Measure RR reduces individual vehicle miles traveled, which is a solution that eases the consequences of climate-related hardships, especially to low and moderate income households. Under the plan to upgrade the train, discounts for low-income passengers would be added. Caltrain preserves the maximum protection of public health and the environment. Please vote yes on Measure RR.
Climate change challenge
Aside from the coronavirus crisis and political upheaval, 2020 is confronting the climate change challenge. These past few weeks, California fires directly caused by humans have been exacerbated by dry forest conditions.

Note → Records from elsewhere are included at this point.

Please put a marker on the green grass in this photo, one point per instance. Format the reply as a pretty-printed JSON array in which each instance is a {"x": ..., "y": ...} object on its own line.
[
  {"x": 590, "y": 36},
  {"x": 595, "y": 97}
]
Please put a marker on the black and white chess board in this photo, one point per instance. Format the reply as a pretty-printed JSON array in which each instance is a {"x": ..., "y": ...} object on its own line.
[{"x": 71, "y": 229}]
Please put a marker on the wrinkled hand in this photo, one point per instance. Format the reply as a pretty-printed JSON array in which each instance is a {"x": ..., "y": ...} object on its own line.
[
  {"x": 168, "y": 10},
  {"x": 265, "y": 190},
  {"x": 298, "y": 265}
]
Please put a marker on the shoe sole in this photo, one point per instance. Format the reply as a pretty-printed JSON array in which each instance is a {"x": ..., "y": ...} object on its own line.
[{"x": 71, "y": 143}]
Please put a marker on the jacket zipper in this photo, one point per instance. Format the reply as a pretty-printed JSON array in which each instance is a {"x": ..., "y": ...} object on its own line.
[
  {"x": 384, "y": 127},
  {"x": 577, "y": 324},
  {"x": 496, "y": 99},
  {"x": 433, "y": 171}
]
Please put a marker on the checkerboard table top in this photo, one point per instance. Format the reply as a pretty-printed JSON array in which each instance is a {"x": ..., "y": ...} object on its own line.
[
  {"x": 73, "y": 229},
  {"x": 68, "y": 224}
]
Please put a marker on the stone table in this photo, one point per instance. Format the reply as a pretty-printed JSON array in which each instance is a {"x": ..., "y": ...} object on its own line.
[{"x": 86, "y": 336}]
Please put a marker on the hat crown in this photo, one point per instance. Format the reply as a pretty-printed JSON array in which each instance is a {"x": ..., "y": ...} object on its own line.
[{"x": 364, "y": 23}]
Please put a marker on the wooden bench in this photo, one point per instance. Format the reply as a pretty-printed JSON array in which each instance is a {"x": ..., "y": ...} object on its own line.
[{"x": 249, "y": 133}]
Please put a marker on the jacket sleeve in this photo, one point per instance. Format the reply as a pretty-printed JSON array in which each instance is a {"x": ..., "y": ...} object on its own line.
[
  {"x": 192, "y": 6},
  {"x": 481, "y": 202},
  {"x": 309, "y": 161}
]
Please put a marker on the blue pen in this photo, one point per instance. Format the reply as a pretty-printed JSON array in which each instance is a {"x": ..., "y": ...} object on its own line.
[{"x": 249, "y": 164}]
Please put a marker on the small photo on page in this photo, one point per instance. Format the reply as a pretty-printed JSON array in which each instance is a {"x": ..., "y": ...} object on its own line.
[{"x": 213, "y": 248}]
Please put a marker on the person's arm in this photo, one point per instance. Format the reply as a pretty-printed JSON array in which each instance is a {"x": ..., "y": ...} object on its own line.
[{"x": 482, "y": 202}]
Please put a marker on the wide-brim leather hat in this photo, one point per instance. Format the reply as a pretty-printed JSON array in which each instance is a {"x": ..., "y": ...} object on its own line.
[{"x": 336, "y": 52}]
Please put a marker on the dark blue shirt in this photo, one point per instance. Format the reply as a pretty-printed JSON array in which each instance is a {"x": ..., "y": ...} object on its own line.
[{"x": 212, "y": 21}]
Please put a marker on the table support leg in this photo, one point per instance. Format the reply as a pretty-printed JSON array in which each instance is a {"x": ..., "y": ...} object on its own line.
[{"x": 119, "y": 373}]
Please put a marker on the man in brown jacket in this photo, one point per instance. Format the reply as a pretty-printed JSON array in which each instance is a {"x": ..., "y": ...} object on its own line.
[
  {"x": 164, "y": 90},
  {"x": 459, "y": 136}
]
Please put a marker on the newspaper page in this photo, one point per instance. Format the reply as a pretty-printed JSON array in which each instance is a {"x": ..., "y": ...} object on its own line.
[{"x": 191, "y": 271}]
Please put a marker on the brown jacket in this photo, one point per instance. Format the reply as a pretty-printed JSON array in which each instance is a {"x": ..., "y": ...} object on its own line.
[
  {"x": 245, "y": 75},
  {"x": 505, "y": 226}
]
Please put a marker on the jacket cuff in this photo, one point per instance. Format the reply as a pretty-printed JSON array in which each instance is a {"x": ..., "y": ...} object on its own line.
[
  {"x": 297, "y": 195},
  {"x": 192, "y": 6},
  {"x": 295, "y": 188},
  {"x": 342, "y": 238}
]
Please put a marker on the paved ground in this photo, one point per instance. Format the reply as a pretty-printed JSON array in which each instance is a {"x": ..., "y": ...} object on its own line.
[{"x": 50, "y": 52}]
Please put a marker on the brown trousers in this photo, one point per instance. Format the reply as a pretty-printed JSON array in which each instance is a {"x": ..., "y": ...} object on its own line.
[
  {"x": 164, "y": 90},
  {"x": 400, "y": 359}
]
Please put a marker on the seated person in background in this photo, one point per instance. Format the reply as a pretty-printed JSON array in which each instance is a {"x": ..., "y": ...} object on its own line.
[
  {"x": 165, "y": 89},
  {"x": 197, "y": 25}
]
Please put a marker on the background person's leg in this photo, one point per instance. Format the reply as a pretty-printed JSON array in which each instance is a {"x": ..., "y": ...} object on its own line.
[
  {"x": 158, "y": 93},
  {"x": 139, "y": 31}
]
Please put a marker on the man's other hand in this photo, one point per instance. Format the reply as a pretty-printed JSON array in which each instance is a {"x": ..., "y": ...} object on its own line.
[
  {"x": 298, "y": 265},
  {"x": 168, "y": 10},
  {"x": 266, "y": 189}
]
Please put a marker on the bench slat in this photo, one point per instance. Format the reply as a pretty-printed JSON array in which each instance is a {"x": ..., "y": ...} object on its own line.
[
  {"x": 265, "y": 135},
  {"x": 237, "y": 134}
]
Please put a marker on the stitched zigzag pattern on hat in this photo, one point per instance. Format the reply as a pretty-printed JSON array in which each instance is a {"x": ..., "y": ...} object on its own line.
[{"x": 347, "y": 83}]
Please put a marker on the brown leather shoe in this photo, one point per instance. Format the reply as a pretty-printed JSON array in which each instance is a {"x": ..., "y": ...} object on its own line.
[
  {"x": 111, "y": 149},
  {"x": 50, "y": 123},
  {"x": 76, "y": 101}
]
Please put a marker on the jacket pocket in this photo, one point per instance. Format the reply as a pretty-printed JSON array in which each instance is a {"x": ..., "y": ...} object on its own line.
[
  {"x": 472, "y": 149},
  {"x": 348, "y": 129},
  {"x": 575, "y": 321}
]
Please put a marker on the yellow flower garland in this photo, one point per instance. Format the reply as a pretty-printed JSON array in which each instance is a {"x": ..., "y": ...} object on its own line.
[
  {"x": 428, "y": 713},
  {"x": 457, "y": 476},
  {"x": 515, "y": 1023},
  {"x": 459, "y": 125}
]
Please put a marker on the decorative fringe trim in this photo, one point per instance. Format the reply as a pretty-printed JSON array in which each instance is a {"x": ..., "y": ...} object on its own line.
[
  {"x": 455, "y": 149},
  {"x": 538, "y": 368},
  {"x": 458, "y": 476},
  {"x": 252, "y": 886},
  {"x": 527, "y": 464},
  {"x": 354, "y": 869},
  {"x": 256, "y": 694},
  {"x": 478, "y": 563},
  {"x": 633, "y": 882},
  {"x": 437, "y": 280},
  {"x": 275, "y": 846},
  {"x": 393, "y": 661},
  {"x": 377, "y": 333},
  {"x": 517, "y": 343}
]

Pictures of blazing orange skies on my friends' social media resembled an apocalypse movie poster. Yet the 3.5 million acres burned by nearly 8,000 wildfires in California are not just another unfortunate event of this year — they're sparks of increasingly common and more severe wildfires in the years ahead.
Moreover, environmental issues are inseparable from social justice and public health; those most harmed by environmental degradation are the most marginalized, such as inmate firefighters and low-income neighborhoods near hazardous waste sites.
Starting college in California last year, I loved the environmental awareness and political advocacy in the atmosphere but hastily evacuated in March. As I sit at home, I wonder when I can ever return to campus and breathe in the fresh air without a mask because of respiratory viruses or wildfire smoke.